I had (have!) a dream…
So, what do you do when you fear losing the dream of a lifetime – when you begin to wonder if what you have built your entire life around the hope to accomplish is completely beyond you? What do you do, when you wonder if that dream is even possible – despite your most genuine best efforts? What do you do when the realization hits that you may just not have the wherewithal or ability to find your way to that dream? You wonder if perhaps the dream was the wrong one, despite an unwavering belief that it comes from a good place in your heart. Where others dream of – and some achieve – successes in great things – where I have examples before me, as an autistic – recent examples such as Temple Grandin, and Susan Boyle; or historical examples such as Mozart, Isaac Newton, Charles Darwin – the accomplishments they aspired to and achieved were much different than my – perhaps silly – aspirations.

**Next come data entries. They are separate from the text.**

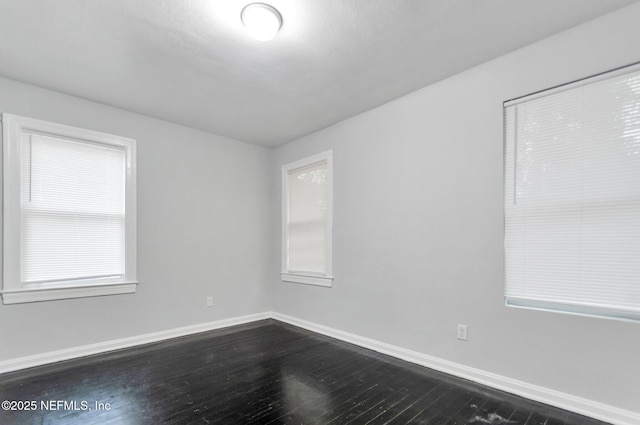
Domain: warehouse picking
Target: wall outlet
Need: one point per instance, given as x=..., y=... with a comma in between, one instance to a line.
x=462, y=332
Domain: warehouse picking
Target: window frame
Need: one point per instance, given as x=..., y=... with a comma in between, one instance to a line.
x=287, y=275
x=13, y=291
x=557, y=306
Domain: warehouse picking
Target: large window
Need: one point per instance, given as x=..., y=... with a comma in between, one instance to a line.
x=69, y=212
x=572, y=197
x=307, y=218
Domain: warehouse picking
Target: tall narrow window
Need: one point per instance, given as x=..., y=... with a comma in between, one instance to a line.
x=69, y=212
x=307, y=218
x=572, y=197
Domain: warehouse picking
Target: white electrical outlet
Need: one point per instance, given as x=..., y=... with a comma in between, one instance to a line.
x=462, y=332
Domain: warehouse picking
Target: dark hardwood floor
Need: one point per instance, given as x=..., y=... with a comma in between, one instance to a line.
x=261, y=373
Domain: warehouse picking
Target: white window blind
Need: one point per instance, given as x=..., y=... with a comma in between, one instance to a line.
x=308, y=219
x=572, y=198
x=73, y=210
x=69, y=212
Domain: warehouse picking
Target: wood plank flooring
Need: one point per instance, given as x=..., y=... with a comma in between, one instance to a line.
x=261, y=373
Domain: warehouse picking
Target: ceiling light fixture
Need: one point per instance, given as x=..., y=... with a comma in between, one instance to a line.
x=261, y=20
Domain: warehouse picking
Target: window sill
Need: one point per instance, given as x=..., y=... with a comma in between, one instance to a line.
x=36, y=295
x=326, y=281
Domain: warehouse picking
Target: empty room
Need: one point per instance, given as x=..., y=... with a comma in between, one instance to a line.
x=320, y=212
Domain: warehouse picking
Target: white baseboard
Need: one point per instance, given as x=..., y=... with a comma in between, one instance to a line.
x=548, y=396
x=117, y=344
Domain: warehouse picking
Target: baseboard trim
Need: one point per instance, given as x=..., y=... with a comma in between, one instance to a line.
x=544, y=395
x=548, y=396
x=117, y=344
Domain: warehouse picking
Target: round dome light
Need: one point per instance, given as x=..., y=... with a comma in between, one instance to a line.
x=261, y=20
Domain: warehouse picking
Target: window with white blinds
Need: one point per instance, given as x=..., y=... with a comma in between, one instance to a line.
x=307, y=216
x=572, y=197
x=71, y=206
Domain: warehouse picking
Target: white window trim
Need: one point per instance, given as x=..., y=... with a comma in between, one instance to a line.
x=287, y=275
x=601, y=312
x=12, y=291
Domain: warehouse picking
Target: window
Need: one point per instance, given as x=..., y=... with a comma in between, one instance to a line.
x=69, y=212
x=307, y=220
x=572, y=197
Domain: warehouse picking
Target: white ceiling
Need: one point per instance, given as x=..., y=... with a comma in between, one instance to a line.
x=190, y=62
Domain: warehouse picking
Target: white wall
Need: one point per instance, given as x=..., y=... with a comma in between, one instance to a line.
x=418, y=226
x=202, y=230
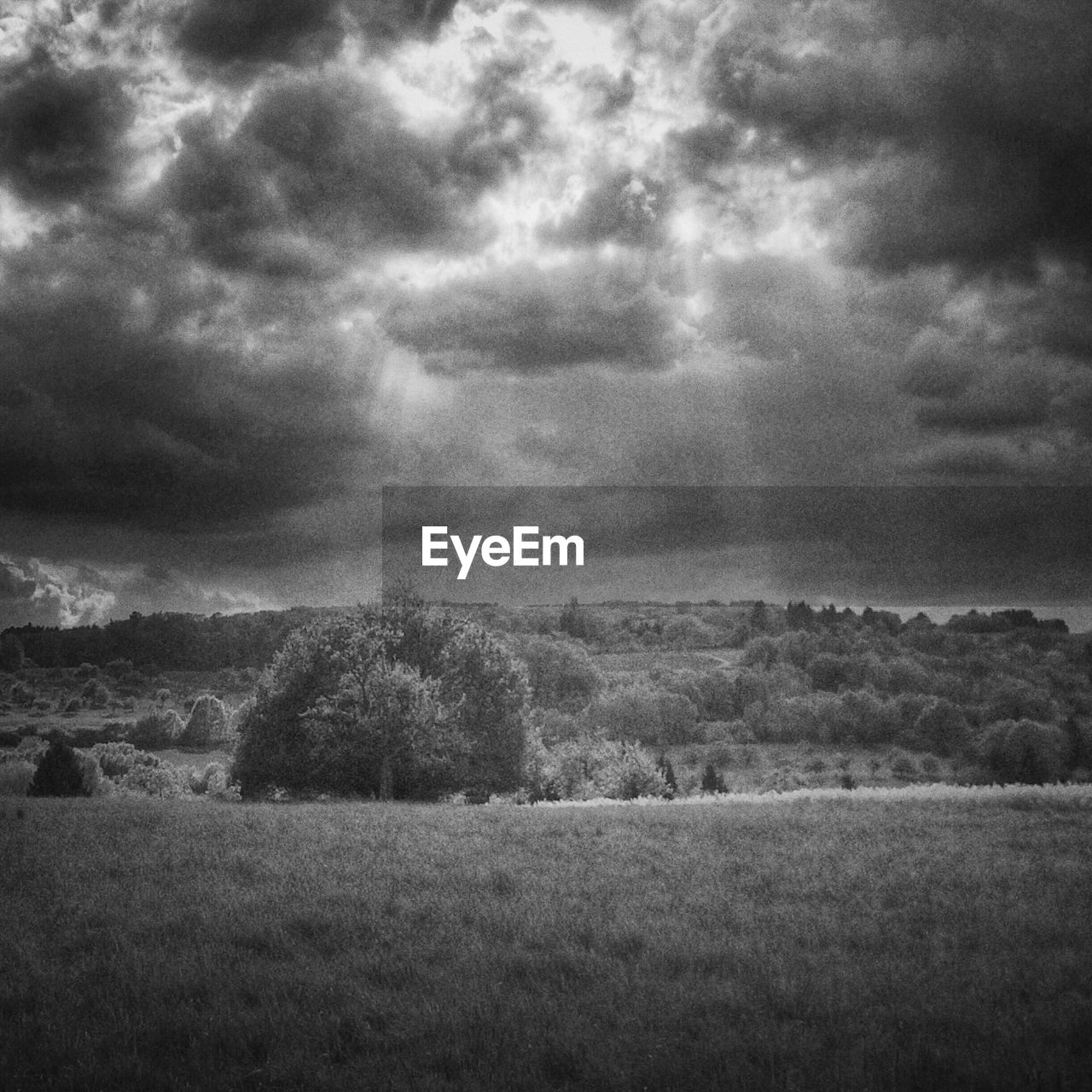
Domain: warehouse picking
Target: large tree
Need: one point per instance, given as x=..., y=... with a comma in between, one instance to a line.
x=393, y=701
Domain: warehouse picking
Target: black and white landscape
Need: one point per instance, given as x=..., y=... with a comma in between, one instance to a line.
x=260, y=260
x=773, y=319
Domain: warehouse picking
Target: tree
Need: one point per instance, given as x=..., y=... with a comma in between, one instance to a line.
x=59, y=773
x=711, y=781
x=11, y=653
x=391, y=701
x=207, y=723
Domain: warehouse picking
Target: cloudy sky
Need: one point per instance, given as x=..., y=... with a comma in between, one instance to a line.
x=259, y=258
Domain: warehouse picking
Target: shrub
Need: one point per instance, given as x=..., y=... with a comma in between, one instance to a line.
x=199, y=781
x=92, y=780
x=94, y=694
x=15, y=778
x=931, y=765
x=117, y=758
x=644, y=714
x=561, y=674
x=591, y=767
x=207, y=724
x=711, y=781
x=156, y=730
x=944, y=726
x=59, y=772
x=553, y=725
x=1024, y=752
x=396, y=700
x=221, y=787
x=667, y=772
x=160, y=780
x=902, y=764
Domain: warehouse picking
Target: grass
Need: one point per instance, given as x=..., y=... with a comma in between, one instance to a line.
x=924, y=943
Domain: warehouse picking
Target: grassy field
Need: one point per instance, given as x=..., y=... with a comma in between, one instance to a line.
x=843, y=944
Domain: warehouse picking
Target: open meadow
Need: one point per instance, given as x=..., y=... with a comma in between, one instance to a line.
x=851, y=943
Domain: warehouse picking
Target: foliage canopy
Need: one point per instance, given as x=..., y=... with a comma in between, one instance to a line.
x=390, y=701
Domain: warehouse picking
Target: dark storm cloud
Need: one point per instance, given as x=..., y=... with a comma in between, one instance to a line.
x=815, y=400
x=15, y=584
x=226, y=31
x=320, y=167
x=61, y=133
x=937, y=366
x=967, y=124
x=624, y=207
x=607, y=94
x=113, y=409
x=878, y=545
x=1008, y=400
x=530, y=320
x=244, y=33
x=503, y=123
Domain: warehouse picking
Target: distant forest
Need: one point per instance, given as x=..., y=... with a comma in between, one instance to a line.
x=199, y=642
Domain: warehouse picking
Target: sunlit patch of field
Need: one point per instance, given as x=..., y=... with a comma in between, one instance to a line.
x=935, y=942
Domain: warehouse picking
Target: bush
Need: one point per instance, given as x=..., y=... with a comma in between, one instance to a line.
x=902, y=764
x=59, y=772
x=711, y=781
x=157, y=730
x=561, y=674
x=160, y=780
x=943, y=725
x=199, y=781
x=1024, y=752
x=117, y=758
x=94, y=694
x=642, y=713
x=589, y=768
x=398, y=700
x=15, y=778
x=207, y=724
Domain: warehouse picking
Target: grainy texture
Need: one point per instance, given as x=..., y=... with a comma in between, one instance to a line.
x=827, y=944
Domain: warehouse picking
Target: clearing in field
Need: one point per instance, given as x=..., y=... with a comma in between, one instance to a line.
x=827, y=944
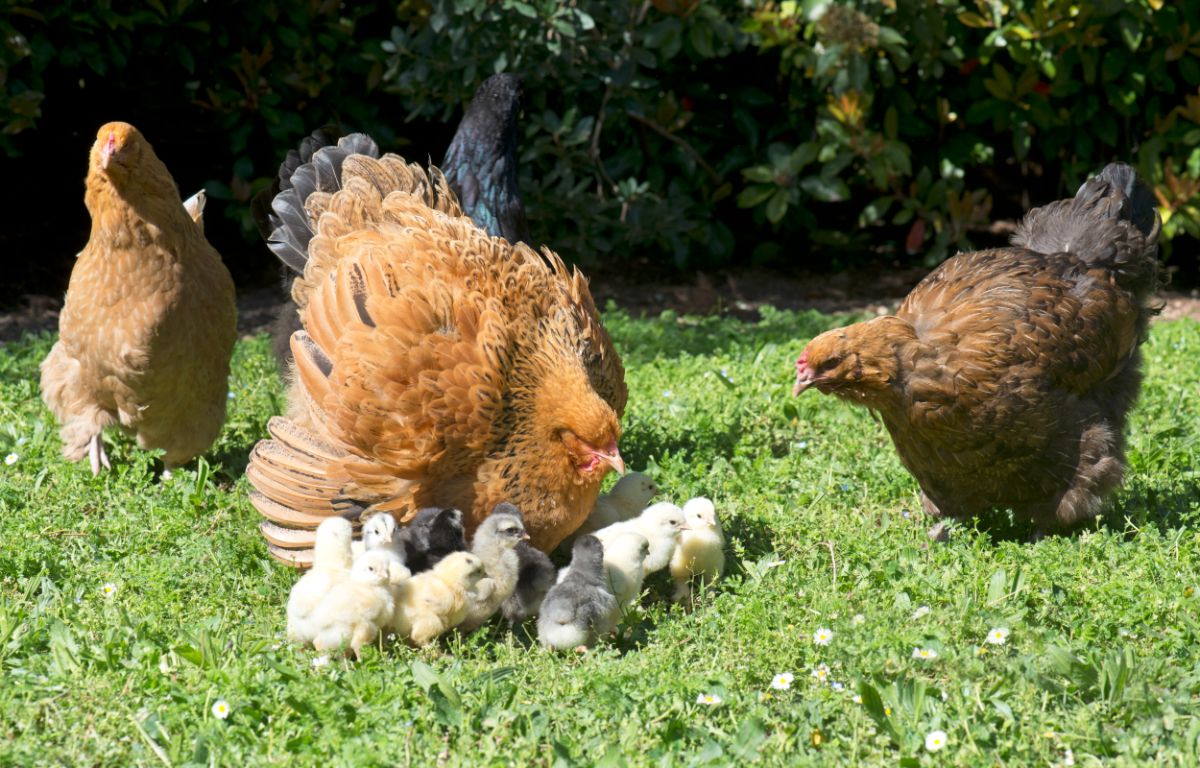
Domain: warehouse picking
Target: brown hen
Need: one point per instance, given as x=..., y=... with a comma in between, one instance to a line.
x=1006, y=376
x=438, y=366
x=149, y=321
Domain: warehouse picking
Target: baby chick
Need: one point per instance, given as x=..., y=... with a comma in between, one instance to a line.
x=495, y=544
x=535, y=576
x=624, y=559
x=351, y=615
x=379, y=535
x=660, y=523
x=701, y=551
x=438, y=599
x=432, y=534
x=331, y=563
x=581, y=609
x=627, y=499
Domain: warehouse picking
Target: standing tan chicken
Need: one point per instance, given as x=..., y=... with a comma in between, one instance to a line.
x=438, y=366
x=149, y=322
x=1006, y=376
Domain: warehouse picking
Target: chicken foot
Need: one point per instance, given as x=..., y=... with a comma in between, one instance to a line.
x=96, y=455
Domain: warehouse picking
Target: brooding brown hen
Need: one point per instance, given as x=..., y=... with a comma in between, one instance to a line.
x=1006, y=376
x=149, y=321
x=438, y=366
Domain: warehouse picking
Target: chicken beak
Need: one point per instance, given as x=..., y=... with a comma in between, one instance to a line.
x=615, y=461
x=804, y=377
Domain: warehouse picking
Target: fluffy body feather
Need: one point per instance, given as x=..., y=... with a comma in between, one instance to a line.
x=331, y=564
x=149, y=322
x=437, y=600
x=1006, y=376
x=495, y=545
x=437, y=366
x=625, y=501
x=535, y=576
x=580, y=609
x=660, y=525
x=701, y=550
x=359, y=605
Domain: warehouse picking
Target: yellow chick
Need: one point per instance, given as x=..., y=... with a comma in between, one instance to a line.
x=331, y=563
x=352, y=613
x=437, y=600
x=625, y=501
x=701, y=549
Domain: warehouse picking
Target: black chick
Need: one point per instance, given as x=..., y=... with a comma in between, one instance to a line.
x=481, y=161
x=432, y=534
x=480, y=167
x=535, y=576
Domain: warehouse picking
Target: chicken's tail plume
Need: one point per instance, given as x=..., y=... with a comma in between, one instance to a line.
x=1111, y=222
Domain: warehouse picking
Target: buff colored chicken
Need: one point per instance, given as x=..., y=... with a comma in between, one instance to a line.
x=438, y=366
x=1006, y=376
x=149, y=322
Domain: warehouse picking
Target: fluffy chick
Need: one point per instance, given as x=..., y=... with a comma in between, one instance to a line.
x=624, y=502
x=438, y=599
x=660, y=523
x=331, y=564
x=379, y=535
x=495, y=544
x=624, y=565
x=352, y=613
x=535, y=576
x=580, y=609
x=431, y=535
x=701, y=550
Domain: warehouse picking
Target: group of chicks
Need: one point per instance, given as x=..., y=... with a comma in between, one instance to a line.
x=421, y=580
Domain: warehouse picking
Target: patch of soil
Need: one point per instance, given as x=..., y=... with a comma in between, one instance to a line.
x=738, y=294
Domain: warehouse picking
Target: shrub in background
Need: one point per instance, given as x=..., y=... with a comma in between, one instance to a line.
x=691, y=133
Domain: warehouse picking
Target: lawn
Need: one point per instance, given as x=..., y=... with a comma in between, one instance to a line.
x=130, y=606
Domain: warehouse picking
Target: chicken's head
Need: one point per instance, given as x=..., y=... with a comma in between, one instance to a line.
x=118, y=148
x=580, y=427
x=857, y=363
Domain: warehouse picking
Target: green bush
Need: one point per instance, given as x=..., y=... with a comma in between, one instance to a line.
x=693, y=133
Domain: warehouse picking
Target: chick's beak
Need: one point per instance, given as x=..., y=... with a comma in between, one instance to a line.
x=804, y=377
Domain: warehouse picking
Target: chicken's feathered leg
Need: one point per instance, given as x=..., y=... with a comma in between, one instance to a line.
x=96, y=455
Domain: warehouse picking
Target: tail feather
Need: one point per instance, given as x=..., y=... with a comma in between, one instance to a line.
x=1111, y=223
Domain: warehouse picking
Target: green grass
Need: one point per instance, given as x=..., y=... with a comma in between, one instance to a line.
x=1102, y=654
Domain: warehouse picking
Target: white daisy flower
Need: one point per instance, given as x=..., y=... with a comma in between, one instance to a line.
x=935, y=741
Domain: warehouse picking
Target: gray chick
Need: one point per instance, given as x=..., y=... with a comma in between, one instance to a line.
x=580, y=609
x=432, y=534
x=535, y=576
x=495, y=544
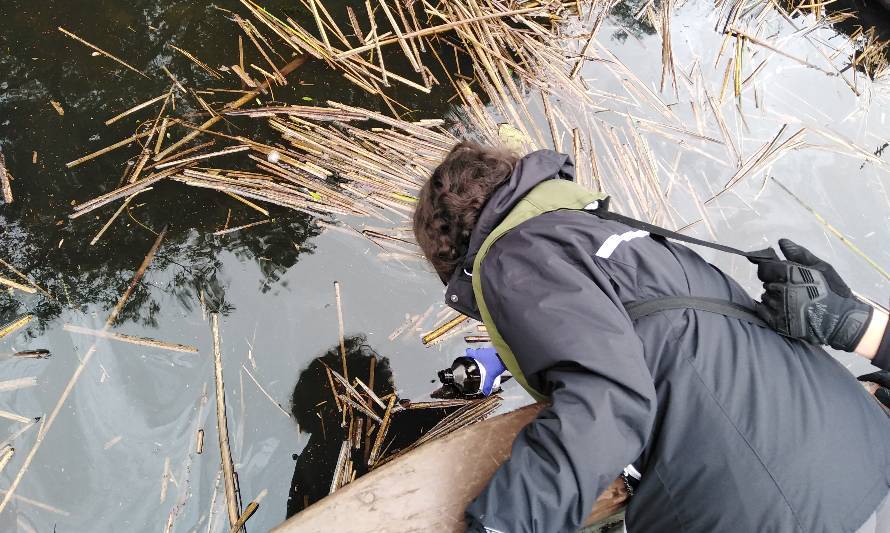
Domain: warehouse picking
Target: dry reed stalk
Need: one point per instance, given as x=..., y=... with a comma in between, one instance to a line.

My dream, since I was a small child, was to make the world a kinder, softer place. Was to lead the way there by embodying the world I wanted to create – to understand humans, and humanity enough to just, honestly, be love, softness, light, and caring. To build a life having its very foundations upon a rock solid base of the very thing my childhood left me feeling deprived of….love. To do that, I knew that I would have to fight every demon that has attacked me – ward off every feeling of hurt and unfairness, and to only love. I have worked so hard to do that. The love in my heart is honestly very real. But – just as honestly it is surrounded by so many other human emotions that I wish only to have succumb to that love.
And just as honestly, the greatest of these is fear. What if I am not capable of realizing my dreams? What if my every belief that “love conquers all” is not enough to find that true in my own life? What if the phrase should only be “love conquers all but autistic bumbling?” Or “love conquers all but pervasive fear?” Can love really conquer “ALL”? Can I find that true for me? Can I find my way to that place in my life where it HAS conquered, and where the greatest of what it has conquered is my fear that I cannot prove that it can? I want that beyond anything. More than anyone could want anything, I want that. What greater motivator could there be in the world than love.